来年14年度のサッカー天皇杯決勝の会場が、味の素スタジアム(東京)日産スタジアム(横浜)長居スタジアム(大阪)の3会場に絞られたことが8日、分かった。決勝は67年から国立競技場で行われてきたが、来年7月に改修工事に入るため、完工予定の19年までは開催できなくなった。日本協会は今春から決勝会場探しに入り、ヒアリングなどをへて、この3会場を最終候補とした。14日の理事会で正式決定する。

 決勝の舞台は、3会場に絞られた。日本協会は、今春から来年度の天皇杯決勝(14年12月13日)会場の募集を始めた。当時、大仁邦弥会長は「東京にこだわらず、地方でも態勢が整えば、可能性はある」と話し、全国から多くのスタジアムと自治体が興味を示した。結局、9月末までに味スタ、日産ス、長居の3会場が申請資格を整えて書類を提出。日本協会は10月までに、3会場と自治体のヒアリングを終えた。

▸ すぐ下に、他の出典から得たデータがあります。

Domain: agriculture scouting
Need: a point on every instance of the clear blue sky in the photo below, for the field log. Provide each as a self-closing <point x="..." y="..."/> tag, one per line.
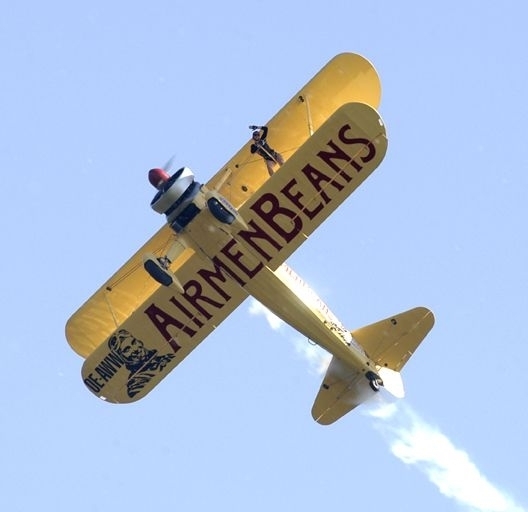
<point x="95" y="93"/>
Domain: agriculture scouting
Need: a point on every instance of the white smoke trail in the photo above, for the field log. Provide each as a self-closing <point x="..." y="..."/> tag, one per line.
<point x="450" y="469"/>
<point x="317" y="358"/>
<point x="417" y="443"/>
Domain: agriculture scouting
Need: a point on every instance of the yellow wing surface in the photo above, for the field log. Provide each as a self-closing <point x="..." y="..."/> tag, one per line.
<point x="346" y="78"/>
<point x="127" y="328"/>
<point x="143" y="348"/>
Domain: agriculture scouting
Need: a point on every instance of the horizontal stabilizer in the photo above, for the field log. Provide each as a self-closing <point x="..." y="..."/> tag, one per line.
<point x="342" y="390"/>
<point x="391" y="342"/>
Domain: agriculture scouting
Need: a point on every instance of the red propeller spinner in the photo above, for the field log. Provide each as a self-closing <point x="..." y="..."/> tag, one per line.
<point x="158" y="177"/>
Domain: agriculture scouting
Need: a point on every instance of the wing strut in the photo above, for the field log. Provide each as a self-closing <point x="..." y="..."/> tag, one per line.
<point x="304" y="99"/>
<point x="111" y="309"/>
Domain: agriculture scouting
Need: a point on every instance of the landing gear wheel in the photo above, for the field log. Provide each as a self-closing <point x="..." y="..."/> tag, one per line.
<point x="158" y="270"/>
<point x="375" y="381"/>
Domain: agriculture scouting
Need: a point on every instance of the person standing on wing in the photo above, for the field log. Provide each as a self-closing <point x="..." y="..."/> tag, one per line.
<point x="262" y="148"/>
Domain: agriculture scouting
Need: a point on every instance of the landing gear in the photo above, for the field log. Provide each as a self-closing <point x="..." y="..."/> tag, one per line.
<point x="375" y="381"/>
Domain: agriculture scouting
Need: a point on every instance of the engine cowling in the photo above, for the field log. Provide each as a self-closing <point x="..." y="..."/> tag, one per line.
<point x="175" y="197"/>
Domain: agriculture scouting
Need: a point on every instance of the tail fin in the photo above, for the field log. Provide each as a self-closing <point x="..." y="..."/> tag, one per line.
<point x="389" y="343"/>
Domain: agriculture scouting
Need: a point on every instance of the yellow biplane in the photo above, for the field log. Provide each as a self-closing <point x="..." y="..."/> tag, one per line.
<point x="230" y="238"/>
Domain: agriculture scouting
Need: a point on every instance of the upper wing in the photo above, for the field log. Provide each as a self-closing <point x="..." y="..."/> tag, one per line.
<point x="391" y="342"/>
<point x="309" y="187"/>
<point x="346" y="78"/>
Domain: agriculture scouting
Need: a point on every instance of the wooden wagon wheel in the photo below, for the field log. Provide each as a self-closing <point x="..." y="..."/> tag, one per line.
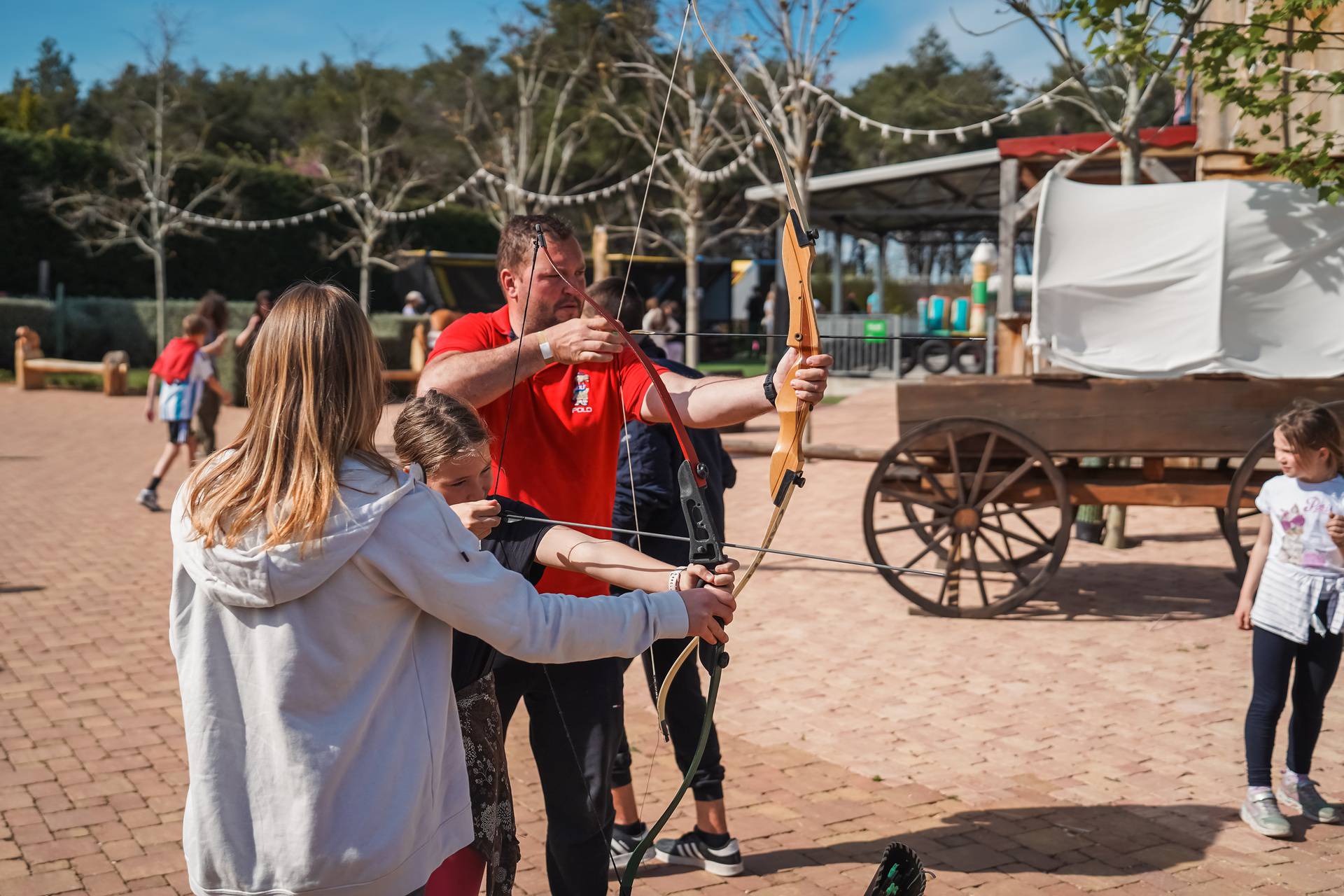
<point x="977" y="500"/>
<point x="1243" y="481"/>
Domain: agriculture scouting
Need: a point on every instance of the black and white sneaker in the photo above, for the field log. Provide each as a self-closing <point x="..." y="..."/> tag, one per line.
<point x="691" y="849"/>
<point x="622" y="846"/>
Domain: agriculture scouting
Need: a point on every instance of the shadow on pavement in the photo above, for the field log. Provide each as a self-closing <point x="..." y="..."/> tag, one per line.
<point x="1133" y="593"/>
<point x="1079" y="841"/>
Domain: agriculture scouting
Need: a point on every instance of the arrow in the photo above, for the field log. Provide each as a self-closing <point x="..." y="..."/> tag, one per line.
<point x="518" y="517"/>
<point x="873" y="339"/>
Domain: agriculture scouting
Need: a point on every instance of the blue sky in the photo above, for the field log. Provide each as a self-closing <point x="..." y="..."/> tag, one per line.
<point x="249" y="34"/>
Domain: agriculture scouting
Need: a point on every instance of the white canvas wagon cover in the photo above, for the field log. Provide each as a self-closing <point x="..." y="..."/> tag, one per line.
<point x="1168" y="280"/>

 日本協会関係者は「それぞれの会場と自治体の準備もあるので、なるべく早く結論を出した方がいい。今度の理事会(14日)で最終決定して、各会場にお伝えする予定」と話した。

 これまで、天皇杯決勝は多くの関心が寄せられた。国立の元日決戦だったため、明治神宮の参拝客などが多く押し寄せ、5万人の客席は常に埋まっていた。しかし来年は、会場が変わり、開催日も12月13日(予備日は同23日)に変更されたため、対戦カードによっては、多くの観客を見込めない可能性もある。

 日本協会としては「観客が3万人程度なら、7万人のスタジアム(日産ス)は広すぎるし、人気のあるチーム同士の対戦なら、4万人台(味スタ)では小さい。東北や関東チームの対決を大阪(長居)で開くのも少し違和感はある。そのすべてをシミュレーションしているし、最も適している会場になると思います」という。

 来年はW杯イヤーで、サッカーの注目度は高まるはず。日本協会は、その人気を日本代表から国内サッカーにつなげたい意向が強い。そのため、決勝会場の選択は、慎重に協議されているようだ。

 ◆天皇杯決勝の開催地

 1921年度の第1回大会決勝は日比谷公園グラウンドで開催。その後、明治神宮競技場、早大東伏見運動場、藤枝東高、国泰寺高、西京極競技場、駒沢陸上競技場などを使用。1967年度の第47回大会から、現在行われている2013年度の第93回大会までは全て国立競技場開催となっている。

 ◆天皇杯全日本サッカー選手権大会

 1921年度の大日本蹴球協会(現日本サッカー協会)の設立を機に、ア式蹴球全国優勝競技会として第1回大会が開催。戦後の46年度の第26回大会で復興全日本蹴球選手権大会、49年の第29回大会から全日本サッカー選手権大会、51年度の第31回大会から天皇杯が全日本選手権優勝チームに贈呈されるようになり、大会名も現在の天皇杯全日本サッカー選手権大会となった。72年度の第52回大会からはオープン化。96年度の第76回大会からは高校生年代の出場も可能になった。最多優勝回数は全慶応の8回。